Никита встретился взглядом с доктором. Тот сидел за столом и через стекло и через очки, немного увеличенными глазами, смотрел на Никиту. А за спиной Таволги стояли и смотрели труповоз и Любовь Михайловна. Доктор улыбнулся Никите. Улыбнулся такой блаженной, долгой, счастливой улыбкой, какой лаборант у своего начальника ещё не видел.
Глава тринадцатая
28 октября, понедельник, 6:59. Никита Дурново
Улыбка? Улыбка — это здорово. Никита улыбнулся Владимиру Анатольевичу, и труповозу, и Любови Михайловне, и помахал им рукой. Доктор помахал в ответ. Наверное, Владимир Анатольевич видел, как Никита упал, как опрокинул ведро, облил контейнер и испачкал постель на топчане, — но нисколько не сердился. Это Максим Алексеевич, добрая японская душа, уговорил доктора не сердиться. Зачем сердиться, когда можно не сердиться? Никита ещё раз подумал эту мысль. Она была такая простая — и такая, казалось, глубокая. Словно целое философское учение в ней воплощалось. А зачем, правда, сердиться и обижаться? Никита мыл линолеум, в голове его звучала красивая мелодия — из «ABBA», «Dancing Queen», — и всё вокруг будто переменялось, и уже без обратного хода. Навсегда. Грусти, тоски и обид в их институте с сегодняшнего дня не станет. И их и не было бы, не выдумывай они их сами. Это всё фальшивое: зарплата, туалет во дворе, разные апельсиновые и манговые страны, которые из институтского окна не увидишь, и всё прочее, которое и определить-то нельзя. Этому всему прочему и непрочему противопоставляется: любовь, наука (у доктора получится, если он не будет сердиться и по-прежнему будет любить своё дело) и их дружба. Разве они тут враги? Многие им позавидовали бы — но и тем многим надо не сердиться, а дружить. Ларчик просто открывался!
Никита поднял голову, глянул через стекло: доктор, Максим Алексеевич и Любовь Михайловна говорили о чём-то. Владимир Анатольевич был серьёзен — и всё же, казалось Никите, самую малость улыбался.

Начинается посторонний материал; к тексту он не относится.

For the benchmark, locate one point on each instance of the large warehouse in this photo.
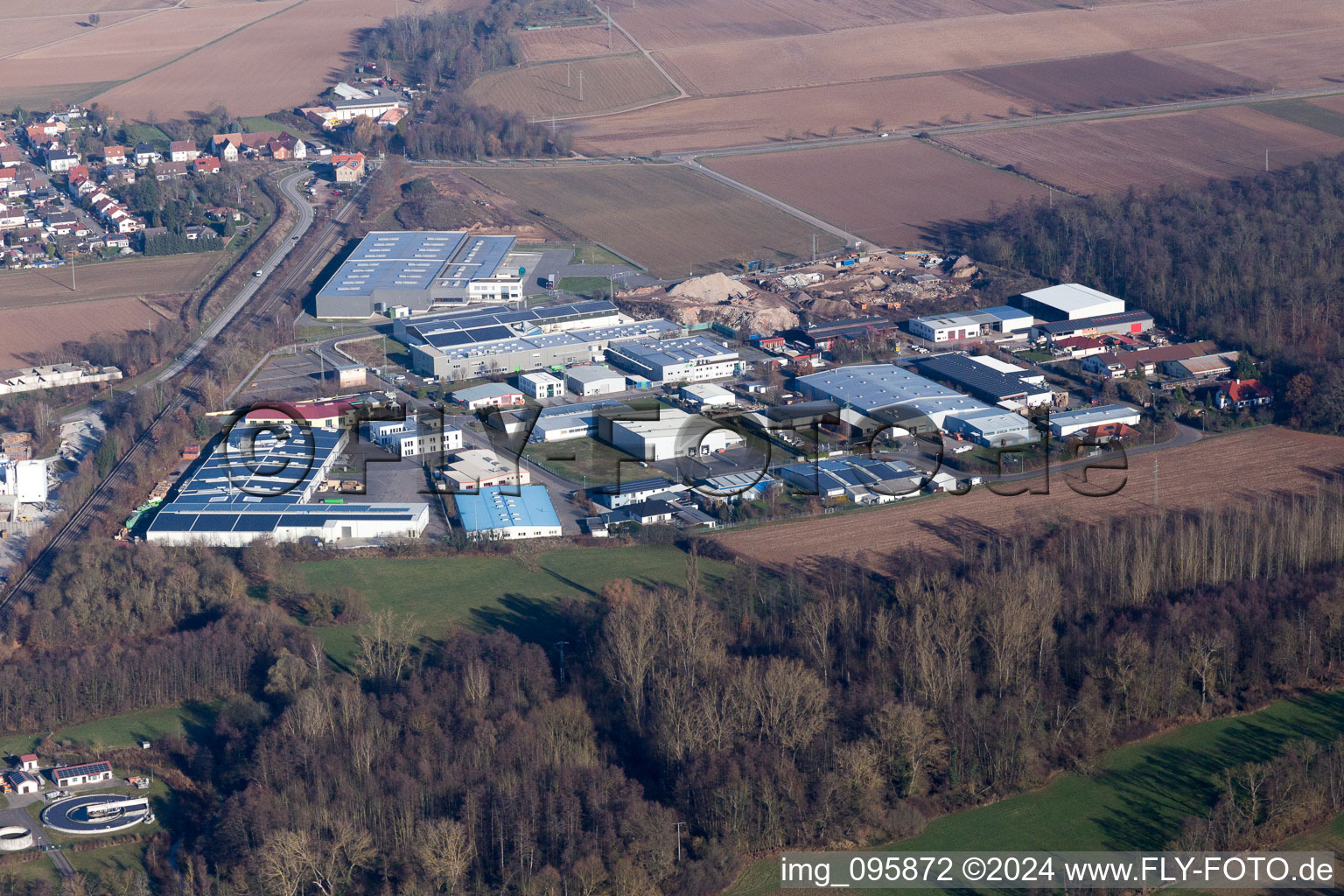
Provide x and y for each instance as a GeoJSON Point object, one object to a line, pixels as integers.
{"type": "Point", "coordinates": [1068, 303]}
{"type": "Point", "coordinates": [676, 360]}
{"type": "Point", "coordinates": [481, 343]}
{"type": "Point", "coordinates": [980, 381]}
{"type": "Point", "coordinates": [674, 434]}
{"type": "Point", "coordinates": [418, 270]}
{"type": "Point", "coordinates": [509, 512]}
{"type": "Point", "coordinates": [257, 485]}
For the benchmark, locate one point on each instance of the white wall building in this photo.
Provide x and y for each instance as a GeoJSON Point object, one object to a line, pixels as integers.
{"type": "Point", "coordinates": [674, 434]}
{"type": "Point", "coordinates": [593, 379]}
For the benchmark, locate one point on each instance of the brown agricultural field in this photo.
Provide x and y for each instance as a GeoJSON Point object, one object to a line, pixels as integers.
{"type": "Point", "coordinates": [767, 117]}
{"type": "Point", "coordinates": [1144, 152]}
{"type": "Point", "coordinates": [570, 43]}
{"type": "Point", "coordinates": [281, 60]}
{"type": "Point", "coordinates": [158, 276]}
{"type": "Point", "coordinates": [892, 192]}
{"type": "Point", "coordinates": [609, 83]}
{"type": "Point", "coordinates": [1109, 80]}
{"type": "Point", "coordinates": [663, 216]}
{"type": "Point", "coordinates": [117, 52]}
{"type": "Point", "coordinates": [37, 335]}
{"type": "Point", "coordinates": [950, 45]}
{"type": "Point", "coordinates": [1190, 477]}
{"type": "Point", "coordinates": [1284, 60]}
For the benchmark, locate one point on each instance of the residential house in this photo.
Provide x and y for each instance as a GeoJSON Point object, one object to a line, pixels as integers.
{"type": "Point", "coordinates": [60, 160]}
{"type": "Point", "coordinates": [226, 147]}
{"type": "Point", "coordinates": [1242, 394]}
{"type": "Point", "coordinates": [183, 150]}
{"type": "Point", "coordinates": [11, 216]}
{"type": "Point", "coordinates": [348, 167]}
{"type": "Point", "coordinates": [145, 153]}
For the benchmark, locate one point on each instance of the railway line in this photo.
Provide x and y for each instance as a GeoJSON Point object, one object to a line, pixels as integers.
{"type": "Point", "coordinates": [100, 501]}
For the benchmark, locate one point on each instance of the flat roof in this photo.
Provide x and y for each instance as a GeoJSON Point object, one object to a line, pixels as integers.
{"type": "Point", "coordinates": [494, 508]}
{"type": "Point", "coordinates": [1071, 298]}
{"type": "Point", "coordinates": [1101, 320]}
{"type": "Point", "coordinates": [416, 261]}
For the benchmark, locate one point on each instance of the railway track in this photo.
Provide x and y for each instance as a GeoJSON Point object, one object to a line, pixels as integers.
{"type": "Point", "coordinates": [100, 501]}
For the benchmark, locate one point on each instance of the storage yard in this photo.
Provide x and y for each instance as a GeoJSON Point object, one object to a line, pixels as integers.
{"type": "Point", "coordinates": [662, 216]}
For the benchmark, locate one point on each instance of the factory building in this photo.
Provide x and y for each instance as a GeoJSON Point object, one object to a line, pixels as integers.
{"type": "Point", "coordinates": [1007, 389]}
{"type": "Point", "coordinates": [495, 514]}
{"type": "Point", "coordinates": [489, 341]}
{"type": "Point", "coordinates": [990, 427]}
{"type": "Point", "coordinates": [478, 469]}
{"type": "Point", "coordinates": [692, 359]}
{"type": "Point", "coordinates": [593, 379]}
{"type": "Point", "coordinates": [418, 270]}
{"type": "Point", "coordinates": [863, 480]}
{"type": "Point", "coordinates": [704, 396]}
{"type": "Point", "coordinates": [1068, 422]}
{"type": "Point", "coordinates": [541, 384]}
{"type": "Point", "coordinates": [945, 328]}
{"type": "Point", "coordinates": [256, 484]}
{"type": "Point", "coordinates": [674, 434]}
{"type": "Point", "coordinates": [1136, 321]}
{"type": "Point", "coordinates": [1068, 303]}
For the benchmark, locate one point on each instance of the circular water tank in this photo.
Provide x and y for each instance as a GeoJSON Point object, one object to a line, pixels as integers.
{"type": "Point", "coordinates": [15, 837]}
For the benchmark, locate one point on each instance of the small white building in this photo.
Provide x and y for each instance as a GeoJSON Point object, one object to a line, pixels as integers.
{"type": "Point", "coordinates": [541, 384]}
{"type": "Point", "coordinates": [704, 396]}
{"type": "Point", "coordinates": [1068, 422]}
{"type": "Point", "coordinates": [593, 379]}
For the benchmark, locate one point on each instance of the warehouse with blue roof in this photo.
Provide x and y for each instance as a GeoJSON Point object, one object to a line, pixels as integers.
{"type": "Point", "coordinates": [418, 270]}
{"type": "Point", "coordinates": [258, 481]}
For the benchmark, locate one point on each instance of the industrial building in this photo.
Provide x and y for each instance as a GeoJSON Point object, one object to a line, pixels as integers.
{"type": "Point", "coordinates": [488, 396]}
{"type": "Point", "coordinates": [634, 491]}
{"type": "Point", "coordinates": [418, 270]}
{"type": "Point", "coordinates": [593, 379]}
{"type": "Point", "coordinates": [945, 328]}
{"type": "Point", "coordinates": [674, 434]}
{"type": "Point", "coordinates": [255, 484]}
{"type": "Point", "coordinates": [692, 359]}
{"type": "Point", "coordinates": [863, 480]}
{"type": "Point", "coordinates": [982, 381]}
{"type": "Point", "coordinates": [411, 437]}
{"type": "Point", "coordinates": [495, 514]}
{"type": "Point", "coordinates": [704, 396]}
{"type": "Point", "coordinates": [1068, 422]}
{"type": "Point", "coordinates": [85, 774]}
{"type": "Point", "coordinates": [1135, 321]}
{"type": "Point", "coordinates": [489, 341]}
{"type": "Point", "coordinates": [478, 469]}
{"type": "Point", "coordinates": [541, 384]}
{"type": "Point", "coordinates": [567, 421]}
{"type": "Point", "coordinates": [990, 427]}
{"type": "Point", "coordinates": [1068, 303]}
{"type": "Point", "coordinates": [1145, 360]}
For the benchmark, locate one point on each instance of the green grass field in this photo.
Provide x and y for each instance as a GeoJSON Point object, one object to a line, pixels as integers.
{"type": "Point", "coordinates": [1136, 800]}
{"type": "Point", "coordinates": [483, 592]}
{"type": "Point", "coordinates": [122, 731]}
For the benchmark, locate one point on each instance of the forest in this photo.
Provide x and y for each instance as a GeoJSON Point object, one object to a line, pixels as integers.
{"type": "Point", "coordinates": [772, 710]}
{"type": "Point", "coordinates": [1253, 263]}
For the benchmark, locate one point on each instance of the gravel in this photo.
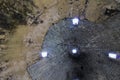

Радоваться! Почему бы ему, Никите, не радоваться? Мыть пол? Да это пустяки!.. Он ведь любит, когда в воздухе пахнет зелёными яблоками. Пусть и ненастоящими. И разве не любит, когда Владимир Анатольевич улыбается? Если б все на свете улыбались — может быть, все были бы счастливы. Говорят, американцы все улыбаются — просто так, без повода, по давней своей американской привычке улыбаться, — и многие счастливы, и потому в Штаты и валят валом мигранты. Мы бы, русские, улыбались, и нам не нужна была бы Америка. И водка не нужна была бы.
А ведь у него не болит голова. Он остановился, перестал тереть шваброй линолеум. Совсем не болит. Никита помотал головой, сделал приседанье, потом наклон, потом снова присел. Ни чуточки не болит. Со-вер-шен-но. И бок не болит. Он даже надавил на то место, которым ударился. У этого вот ребра. Со-вер-шен-но не болит.
Максим Алексеевич сказал вчера с загадочным видом, что водка у него с антипохмелином — и с утра голова поболит, но очень быстро пройдёт. Да, Никита помнил эти его слова. Вот голова и перестала болеть. Чего только не придумают! «Вот это химия так химия! Может, это Максим Алексеевич его изобрёл? Вместе с доктором?» Пива Никите больше не хотелось. И воды или кока-колы — тоже. Ничего не хотелось, кроме того, что оставаться радостным и улыбаться. Он придёт потом к Свете и расскажет всё. О чём думал сегодня. Об улыбке доктора. Он любит Свету, она любит его, — им ли не улыбаться, не радоваться?